Finally got down to the river to fish. Fished from 1 to 3, threw swim baits with underspin. Saw a bowfin that looked to be sitting on a bed, ran swim bait past it and it smashed it. Only 6' away, got it up on the rocks and it threw the hook and slithered back into the river. Lost 2 big Smallies one I would guess 4-5lbs! Fish were really aggressive wanting fast presentations, jerk baits also produced fish.


Outdoor Hub mobile, the outdoor information engine


----------



## catfish_hunter (May 31, 2005)

Where are you launching from now?


----------



## gotwipers (Mar 31, 2007)

Don't take a boat, all bank fishing.


Outdoor Hub mobile, the outdoor information engine


----------



## crappiecat (Sep 7, 2010)

Good going! This warm up and rain really turned everything on. the only bad thing about when it gets like this is finding time to go after everything. Tomorrow I'm plannin on a baitfish run, then thursday I'm thinkin hitting the Tusc for smallies then for cats. hope I have something worth postin up


----------



## gotwipers (Mar 31, 2007)

Haven't been out anywhere for a while so when my brother offered up a seat I made the best of it. Fish didn't cooperate with me but he got 4 Smallies and I lost a nice bowfin, guessin 5-6 lb, thought it was a pike or musky when it hit. Got off right at the boat. River is super low, tried Gnaden ramp and I think we were 3/4 the way across river and trailer tires were out of the water!!! Was great to get out....


Outdoor Hub mobile, the outdoor information engine


----------



## fishing_marshall (Jun 12, 2004)

They were on last weekend. Me and my fiance got 20 fish in 2 hours. We had a nice double with her getting a 19" smallie and me getting a 16". Tried a few other days with a few fish each time, but not like that night.


----------



## madgoosr (Aug 3, 2011)

Was great to get out and catch a few small smallies! Went back to the tusky ramp this morning. Couldn't "catch" my hold down clamp thiugh! May take some goggles and the net tonight to try. Went up farther than we did yesterday. Almost to moose island and fished the right side on the float back. I got 2 small ones and got bit a couple more times. My nephew caught a dink largemouth. Not another bad morning! Really gets shallow up that far.


----------



## tcba1987 (Jun 22, 2004)

Smallies are hammering .....fished 2 hours and should have had 8 ...........landed 2  .........tubes were the ticket for me.........i was hopping them around wood laying in the water ...........heres a pic


----------



## BigTripp (Oct 1, 2010)

Took the yaks out Sunday and the river is REALLY low. Put in at the Tusky Ramp and paddled upstream. It's maybe 6 inches deep just past the bridge and got hung up more than once on the bottom. Saw a couple people backing clear out in the middle of the river trying to launch their boats with no luck. Had a couple of bites on shallow cranks but didn't hook up with anything.


----------



## madgoosr (Aug 3, 2011)

We didn't have a bit of trouble at Tusky launching. We did though at Gnaden! I had the tuck in to the bumper and the boat still was not floating! Gonna try to hit it again this weekend. Gotta stock back upon jigs and tubes though...the logs are more hungry than the fish!!


----------



## gotwipers (Mar 31, 2007)

Hit the river with kids today, kids got bored and decided to skip rocks. Amazing how I forgot how fun it can be!! The youngest tries skipping a 5lb boulder but instead of hittin the water she bounced it off her head! No harm, no blood just a lot of laughing. 

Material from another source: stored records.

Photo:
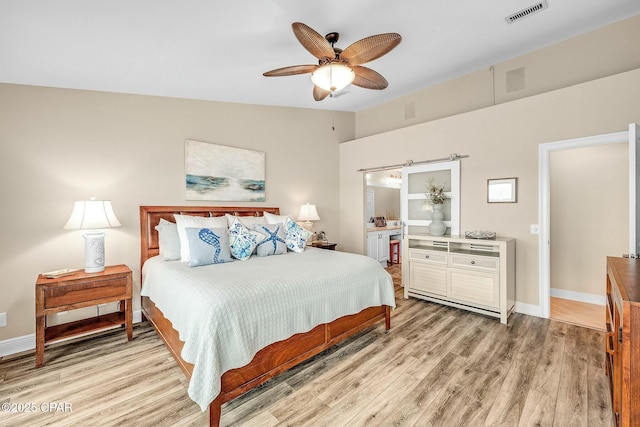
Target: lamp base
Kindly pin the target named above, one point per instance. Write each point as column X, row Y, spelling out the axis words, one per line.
column 93, row 252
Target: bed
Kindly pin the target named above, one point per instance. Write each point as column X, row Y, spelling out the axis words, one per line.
column 274, row 357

Ended up getting a few casts in and landed one Smallie and lost another. Kids did help me clean up beer cans, T shirts, and newspaper that was laying all over the place. It I as bad as I have seen it in over 20 years of fishing the river. 

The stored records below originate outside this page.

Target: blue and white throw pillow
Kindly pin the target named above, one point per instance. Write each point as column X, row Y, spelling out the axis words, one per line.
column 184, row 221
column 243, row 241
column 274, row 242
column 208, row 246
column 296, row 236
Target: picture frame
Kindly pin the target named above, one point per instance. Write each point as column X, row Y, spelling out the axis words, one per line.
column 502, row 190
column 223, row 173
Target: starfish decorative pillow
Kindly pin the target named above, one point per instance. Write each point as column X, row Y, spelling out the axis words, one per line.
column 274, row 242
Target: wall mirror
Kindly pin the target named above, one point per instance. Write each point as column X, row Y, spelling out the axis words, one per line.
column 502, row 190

Outdoor Hub mobile, the outdoor information engine


----------



## gotwipers (Mar 31, 2007)

Tripp I think we saw you guys Sunday, yeah it in pretty shallow but goosr had the boat in the water lickity split. I also couldn't get over the water snakes! My jig hit a stump an what looked like an anaconda slither off of it! Kinda gave me the heebie jeebie's!!! 


Outdoor Hub mobile, the outdoor information engine


----------



## BigTripp (Oct 1, 2010)

gotwipers said:


> Tripp I think we saw you guys Sunday, yeah it in pretty shallow but goosr had the boat in the water lickity split. I also couldn't get over the water snakes! My jig hit a stump an what looked like an anaconda slither off of it! Kinda gave me the heebie jeebie's!!!
> 
> 
> Outdoor Hub mobile, the outdoor information engine


I think I watched you guys launch. Some guy and I'm guessing his wife came out after you guys headed down the river with probably a 17 footer with a 150 horse on the back. Me and my buddy hooked up to a limb and just watched until they finally gave up and headed back toward 36.


----------



## madgoosr (Aug 3, 2011)

Hit tusky ramp again today at about 10:30 to noon after Leesville. Water is up about 18 in to 2 feet. Where it was ankle deep last Sunday is boatable today. Caught one dink smallie and some big wood bass. Way different conditions for sure! Much more current to deal with but still good times!


----------



## gotwipers (Mar 31, 2007)

Hit the river for a couple hours tonight. Smallmouths were a little sluggish for some reason, not wanting anything fast, tried spinner baits, cranks, and jerk baits. Ende up catching a pile of dinks and my first Tusc crappie of the year.....











Outdoor Hub mobile, the outdoor information engine


----------



## bigbassturd (Mar 25, 2008)

Put the canoe in saturday up in Dover below the treatment plant and floated to buehlers. Smallies were hard to find but did manage 4, with the biggest being 14in. Also got smalll pike. I hooked into something large for all of 5 seconds and all i could do was hold on tight and watch line burn, then it spit my bait. All fish were caught off series 100 bandit crankbait. My go to bait when fishing is tough. Would post pics if i knew how.


----------



## koonzie99 (Apr 25, 2012)

Fished for a lil while after work today around the bolivar area. Got two lil smallies about 10" and lil 20'' pike.


----------